MLF is not a possibility in a continuum from ML to System F. It is an extension of System F, that regains principality by enriching the expressiveness of the type level.

Consider the following `choose`

function:

```
choose := (λ(x) λ(y) if true then x else y)
choose : ∀(α) α→α→α
```

If we pass it the identity function as argument, what is the type of the result?

```
id := λ(x) x
id : ∀(α) α→α
```

In ML, which does not allow polymorphism under arrows, the result has type:

```
σ₁ := ∀(β) (β→β) → (β→β)
```

But in system as expressive as System F, there is a second possibility:

```
σ₂ := (∀(β) β→β) → (∀(β) β→β)
```

Those two types are admissible, and none of them is more general from the other. We cannot have principality with System F type language.

It is quite clear than σ₂ is not an instance of σ₁: by going from an
inner quantification (σ₂) to an outer quantification (σ₁), we have
lost the information that the polymorphism is *local*.

What information have we lost in σ₂? It is sound to consider (∀(β) β→β)→(int→int) as an instance of σ₂. It is not sound, however, for (int→int)→(int→int). Indeed, terms with type σ₂ are functions that may use their argument polymorphically, we cannot pass them a (int→int).

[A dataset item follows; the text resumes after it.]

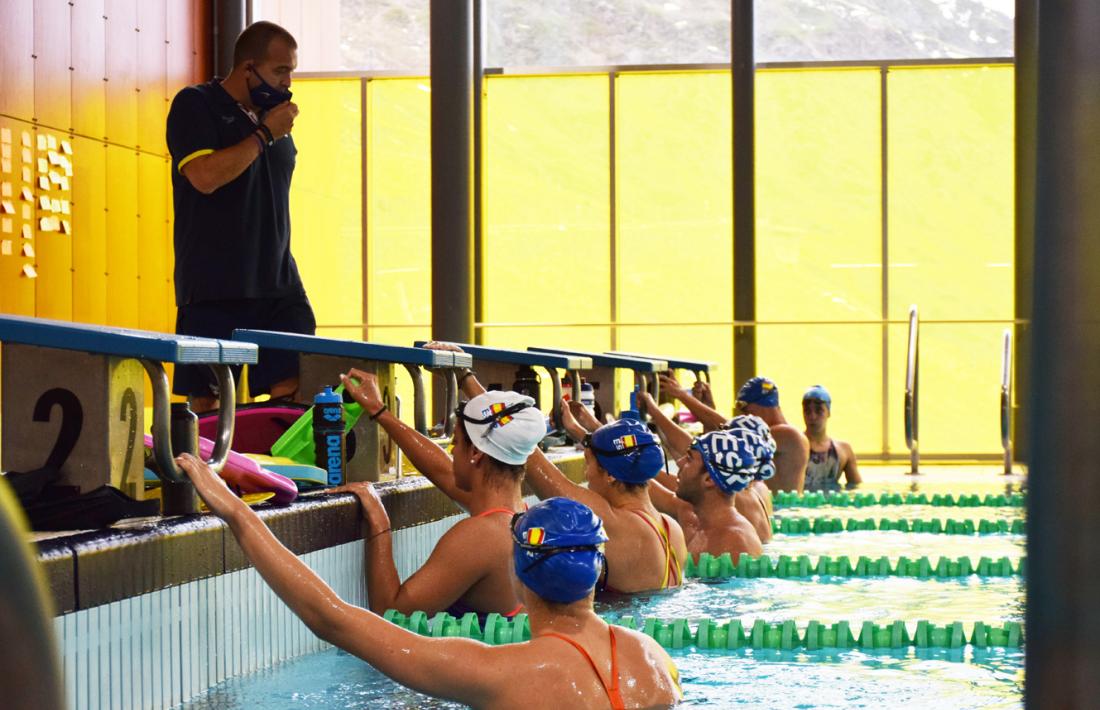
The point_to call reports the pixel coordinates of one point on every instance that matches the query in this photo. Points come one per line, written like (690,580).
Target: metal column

The information we have lost is the information that the argument and
the result types are equal. When the type was written ∀(α)α→α→α, that
*equality* was made explicit by the use of the same variable α for all
components of the type. If we knew, somehow, that the instance and
argument types of a term of type (∀(β) β→β) → (∀(β) β→β) are equal,
then we could soundly instantiate it to (int→int)→(int→int).

MLF provides a new way to express equality information inside
types. The most general type for `choose id`

, expressing both local
polymorphism and subtypes equality, is written:

```
∀(α ≥ ∀(β)β→β) α → α
```

א: In the explanation of principality, I claim that the STλC does
not have principality, as it doesn’t have a principal type for
e.g. `λx.x`

. It is a somewhat controversial statement, that actually
depends on more details about STλC. In particular, the atomic types
may be considered either as a set of predefined, constant types
(`int`

, `bool`

…), or as free type variables (`X`

, `Y`

…). In the
second case, one could define an instance relation allowing to
instantiate free variables, and say that the type `X→X`

is a most
general type for the expression `λx.x`

.

I’m not sure there is a widely accepted consensus on that point. See
for example the intense debate on LtU. What I meant, anyway, is
that the most general type is not *internalized* in the language :
adding an explicit polymorphism construct `∀α.α→α`

allows one to
express this generality *inside* the language of types. This is the
very point I’m trying to make : type inference needs the ability to
express any such variability directly inside the language of types.